L’ONU chiede di riaprire le scuole per evitare una ‘catastrofe generazionale’
“Siamo di fronte a una catastrofe generazionale che potrebbe sprecare un indicibile potenziale umano, minare decenni di progressi e aggravare le disuguaglianze radicate”. È così preoccupato e forte il segretario generale delle Nazioni Unite António Guterres in un videomessaggio sulla prolungata chiusura delle scuole in tutto il mondo a causa della pandemia.
Martedì le Nazioni Unite hanno invitato tutti i paesi a dare priorità alla riapertura delle loro scuole non appena avranno controllato la trasmissione locale del coronavirus, avvertendo che l’attuale situazione di chiusura comporta il rischio di una “catastrofe generazionale”.
L’Unesco teme che 24 milioni di studenti di tutti i livelli del mondo abbandoneranno la loro istruzione per sempre a causa delle chiusure indotte dalla crisi del coronavirus e chiede che venga mantenuta la continuità dell’apprendimento, soprattutto per i più vulnerabili. Da questa previsione, le regioni più colpite, secondo l’organizzazione a favore dell’istruzione, saranno l’Asia meridionale e occidentale, con 5,9 milioni di studenti che lasceranno la scuola in sospeso e l’Africa sub-sahariana, con 5,3 milioni.
Il covid-19 ha solo esacerbato la crisi educativa che il mondo stava già vivendo prima della pandemia, con oltre 250 milioni di bambini fuori dalla scuola e, nei paesi in via di sviluppo, con solo un quarto degli studenti delle scuole superiori che finiscono gli studi con competenze di base, secondo l’analisi presentata dalle Nazioni Unite, che analizza l’impatto della chiusura di scuole, istituti e università e offre raccomandazioni ai responsabili politici.

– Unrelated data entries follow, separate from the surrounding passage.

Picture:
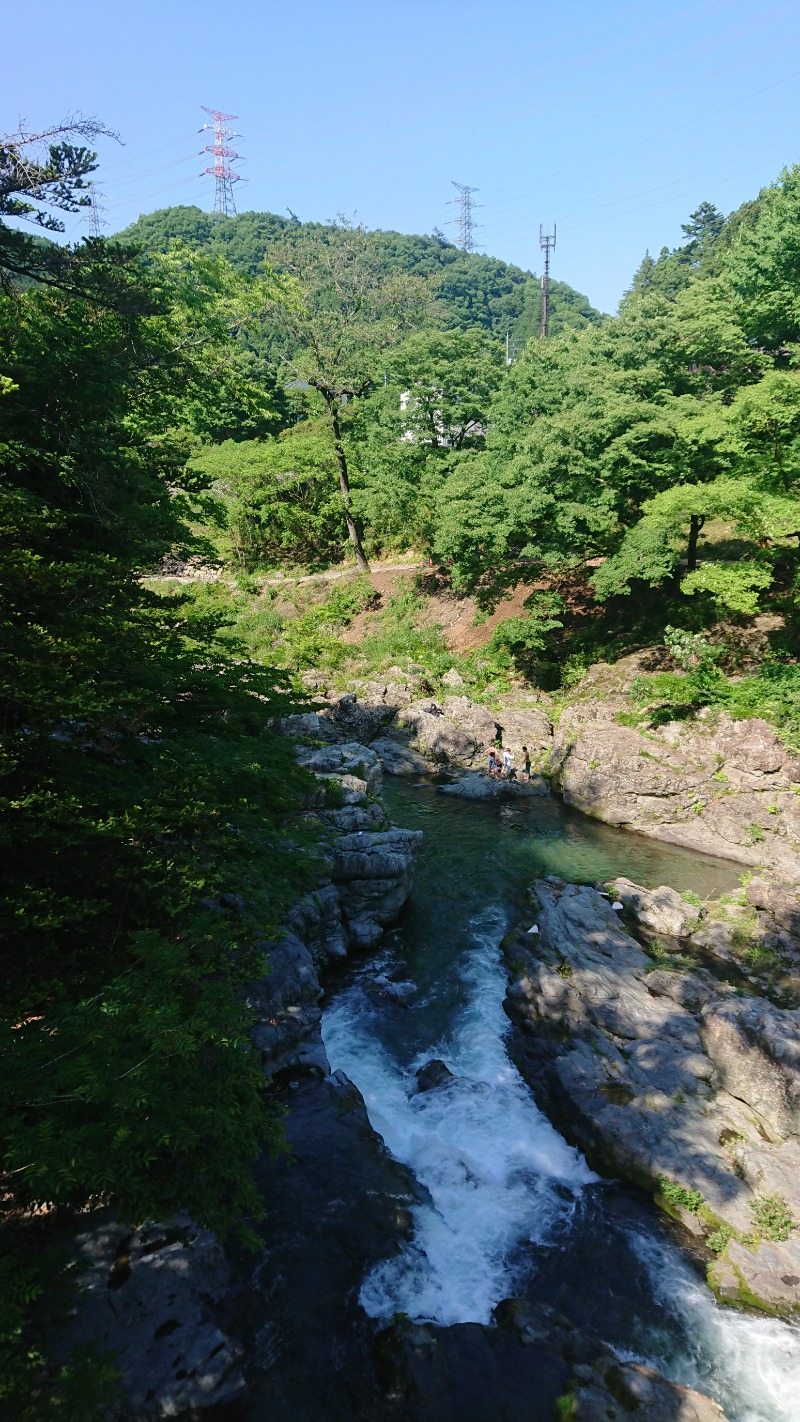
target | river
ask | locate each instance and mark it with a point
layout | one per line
(512, 1209)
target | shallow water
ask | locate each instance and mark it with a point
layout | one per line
(512, 1206)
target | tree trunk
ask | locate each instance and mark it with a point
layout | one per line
(344, 485)
(695, 525)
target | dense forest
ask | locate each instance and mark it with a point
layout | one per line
(471, 289)
(265, 394)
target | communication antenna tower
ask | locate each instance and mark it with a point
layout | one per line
(547, 243)
(222, 172)
(94, 216)
(465, 221)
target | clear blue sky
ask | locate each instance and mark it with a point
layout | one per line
(613, 118)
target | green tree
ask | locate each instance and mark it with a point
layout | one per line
(141, 784)
(340, 322)
(763, 266)
(277, 496)
(435, 403)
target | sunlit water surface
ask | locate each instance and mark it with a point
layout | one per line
(512, 1207)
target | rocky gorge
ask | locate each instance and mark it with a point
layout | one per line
(658, 1034)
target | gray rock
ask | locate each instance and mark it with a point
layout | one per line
(662, 1074)
(479, 785)
(661, 910)
(777, 900)
(400, 760)
(434, 1075)
(768, 1273)
(436, 737)
(348, 758)
(529, 728)
(155, 1304)
(615, 1391)
(722, 788)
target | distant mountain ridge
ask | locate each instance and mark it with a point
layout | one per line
(475, 289)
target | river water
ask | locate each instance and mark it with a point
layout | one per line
(512, 1207)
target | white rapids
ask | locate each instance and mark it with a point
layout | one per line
(500, 1176)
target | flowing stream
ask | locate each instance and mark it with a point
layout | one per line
(512, 1209)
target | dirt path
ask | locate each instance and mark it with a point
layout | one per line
(343, 572)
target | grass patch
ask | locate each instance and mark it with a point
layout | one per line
(773, 1217)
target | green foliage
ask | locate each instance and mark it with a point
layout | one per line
(472, 290)
(687, 647)
(773, 1217)
(145, 798)
(313, 639)
(277, 498)
(719, 1239)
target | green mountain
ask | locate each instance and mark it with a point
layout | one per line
(473, 290)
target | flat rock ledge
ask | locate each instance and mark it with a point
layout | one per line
(417, 734)
(728, 788)
(480, 785)
(674, 1080)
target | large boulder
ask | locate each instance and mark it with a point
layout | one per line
(526, 727)
(444, 740)
(373, 875)
(347, 760)
(400, 760)
(155, 1303)
(661, 910)
(668, 1078)
(723, 787)
(480, 785)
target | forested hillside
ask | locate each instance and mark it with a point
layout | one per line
(471, 290)
(267, 396)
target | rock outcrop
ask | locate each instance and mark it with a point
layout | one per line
(669, 1078)
(723, 787)
(370, 873)
(414, 733)
(534, 1365)
(159, 1306)
(479, 785)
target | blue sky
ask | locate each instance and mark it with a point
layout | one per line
(613, 120)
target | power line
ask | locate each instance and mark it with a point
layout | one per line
(222, 172)
(465, 219)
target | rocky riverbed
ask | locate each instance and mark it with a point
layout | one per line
(667, 1074)
(658, 1035)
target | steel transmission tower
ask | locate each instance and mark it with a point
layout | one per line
(465, 221)
(94, 219)
(222, 172)
(547, 243)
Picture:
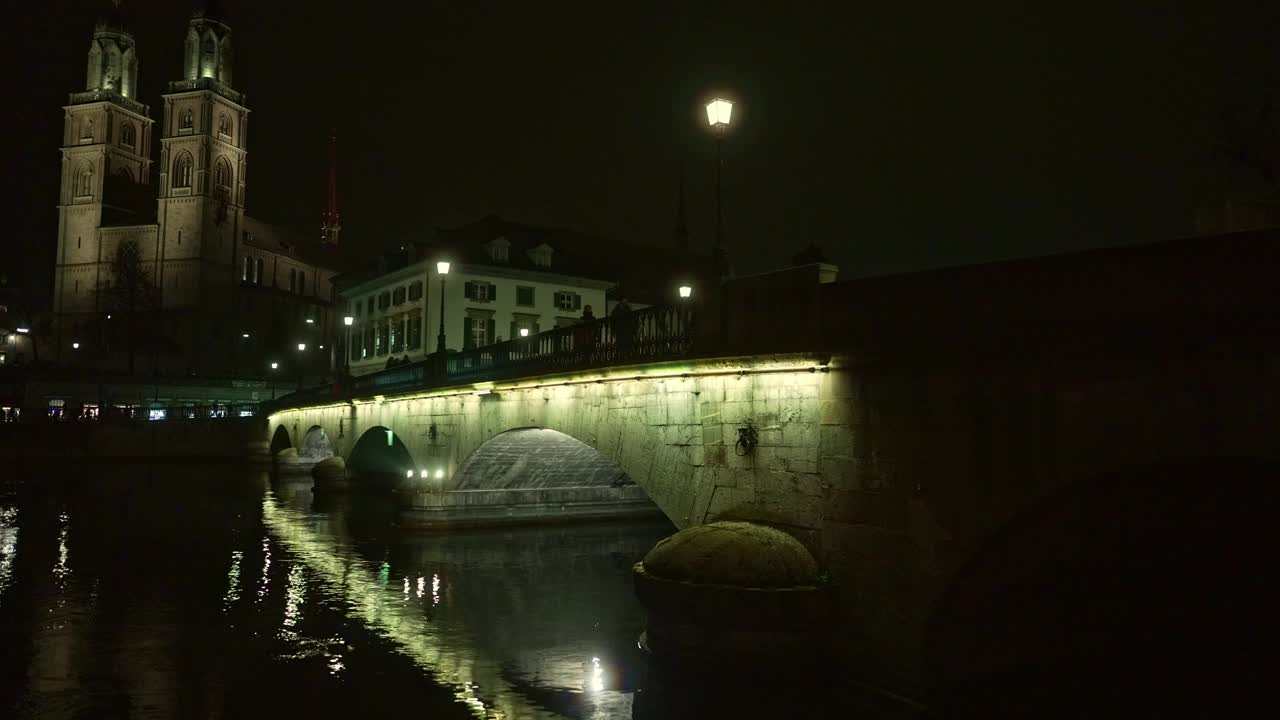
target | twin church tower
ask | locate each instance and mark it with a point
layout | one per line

La più grande interruzione dell’educazione che abbia mai sofferto
La pandemia, ha sottolineato il segretario generale delle Nazioni Unite, ha causato “la più grande interruzione dell’educazione che abbia mai sofferto”. “Viviamo in un momento decisivo per bambini e giovani in tutto il mondo. Le decisioni che i governi e i partner prendono ora avranno un effetto duraturo su centinaia di milioni di giovani, nonché sulle prospettive di sviluppo dei paesi per decenni”.
Secondo i dati dell’agenzia, a metà luglio le scuole sono rimaste chiuse in oltre 160 paesi, colpendo oltre 1 miliardo di studenti e più di cento nazioni non hanno ancora annunciato le date per la riapertura. Attualmente in Africa i paesi che hanno riaperto le loro scuole sono il Botswana e il Niger; in America Latina solo Uruguay, Ecuador e Nicaragua, mentre in Europa sono Francia, Svezia, Norvegia, Austria e Svizzera che hanno ripreso la loro attività educativa in presenza.
Quando sarà troppo tardi per un’intera generazione che vive senza andare a scuola? Per le Nazioni Unite, sarà essenziale trovare un equilibrio tra rischi per la salute e rischi per l’educazione e la protezione dei bambini. “Dipenderà dal livello di resilienza che il sistema educativo di ogni paese ha: se è alto, medio o basso reddito, dalle circostanze della famiglia … In un paese povero, anche se il tempo di tornare a scuola è minore, scopri che migliaia di bambini hanno pochissime possibilità di tornare”, spiega Carmen Molina, direttrice della sensibilizzazione e delle politiche per l’infanzia all’Unicef in Spagna.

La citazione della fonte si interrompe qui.